А я ведь не был там ни денечка.
И Зябликов…»
— Was ist denn los, lieber Herr![121]
— прервал его мысли неожиданный и вовсе не нужный ему голос молчаливого фатера. — Да займите же вы фройляйн разговором! Что ж это вы, молодой человек?..В голосе его звучало сытое благодушие, однако были, видимо, задеты и отцовские чувства.
— Ах, фати! — фыркнула дочка, нервно сверкнула глазами и поспешно вышла из купе.
— Ну, видите? — сказал старик. — А виноват, оказывается, я! Ах, молодой человек, молодой человек!..
Руки его, сцепившиеся короткими пальцами на «пивном» животе, затряслись от тихого смеха.
Алесь вспомнил свою роль, взял себя в руки, с улыбкой сказал:
— Простите, я действительно невежлив. Ну, мы это скоро исправим.
Встав, чтоб пройти в коридор, он с удовлетворением отметил, что проделано все это совсем недурно. Вот и фатер смеется, и муттер ожила, улыбается.
«Что ж, примемся, коли так, unterhalten mit Fräulein[122]
. Одеколон, mein Lieber, не роскошь, а гигиена».В лютеранской деревне в Померании, где Алесь работал первую зиму плена, девушка в таких годах, — а видел он их там почему-то изрядное количество, — была бы толстой, спокойно ждала бы своего, хотя бы и воображаемого, «шаца», работала бы, прости господи, как вол в хозяйстве, чаще всего при женатом брате, основательно ела бы тушеную с салом брюкву, перед праздниками ходила бы с такими же христовыми невестами прибирать, украшать кирху — и все было бы хорошо и тихо.
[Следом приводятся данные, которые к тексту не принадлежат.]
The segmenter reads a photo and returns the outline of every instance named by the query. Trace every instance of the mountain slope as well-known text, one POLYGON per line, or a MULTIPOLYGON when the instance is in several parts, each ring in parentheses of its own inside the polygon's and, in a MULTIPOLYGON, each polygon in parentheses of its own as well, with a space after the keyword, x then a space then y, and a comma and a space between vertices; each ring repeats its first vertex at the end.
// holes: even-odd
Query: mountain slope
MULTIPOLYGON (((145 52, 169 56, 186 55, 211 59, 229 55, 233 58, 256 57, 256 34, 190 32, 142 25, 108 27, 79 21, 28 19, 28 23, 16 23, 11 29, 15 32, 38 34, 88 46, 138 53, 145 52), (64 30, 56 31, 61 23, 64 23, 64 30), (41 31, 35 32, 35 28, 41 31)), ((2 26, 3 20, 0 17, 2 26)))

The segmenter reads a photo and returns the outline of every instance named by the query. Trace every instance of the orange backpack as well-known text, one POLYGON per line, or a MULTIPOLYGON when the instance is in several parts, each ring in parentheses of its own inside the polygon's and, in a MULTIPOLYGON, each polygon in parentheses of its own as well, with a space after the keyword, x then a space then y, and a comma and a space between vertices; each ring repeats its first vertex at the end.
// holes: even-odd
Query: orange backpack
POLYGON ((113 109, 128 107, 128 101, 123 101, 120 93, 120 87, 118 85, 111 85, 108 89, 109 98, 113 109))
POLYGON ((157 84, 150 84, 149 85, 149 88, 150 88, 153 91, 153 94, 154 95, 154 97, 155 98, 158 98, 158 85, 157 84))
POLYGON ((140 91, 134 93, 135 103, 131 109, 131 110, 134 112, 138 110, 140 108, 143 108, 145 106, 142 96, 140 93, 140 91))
Фройляйн же — берлинская маникюрша, ехала с родителями на курорт в Тюрингию, была единственной дочерью и сейчас, должно быть, часто плакалась на судьбу, и про себя, и мучая этим родителей. А между тем молодость, главный шанс, все уходила, не желая остановиться, подождать, пока кончится война. К тому же фройляйн была худая, плоская, нелепо высокая, некрасивая, и кокетство ее, несмотря на опыт и технику, лишь подчеркивало ее невзрачность.
«А мне что до того?» — думал Алесь, отгоняя этим здравым вопросом какое-то подобие жалости.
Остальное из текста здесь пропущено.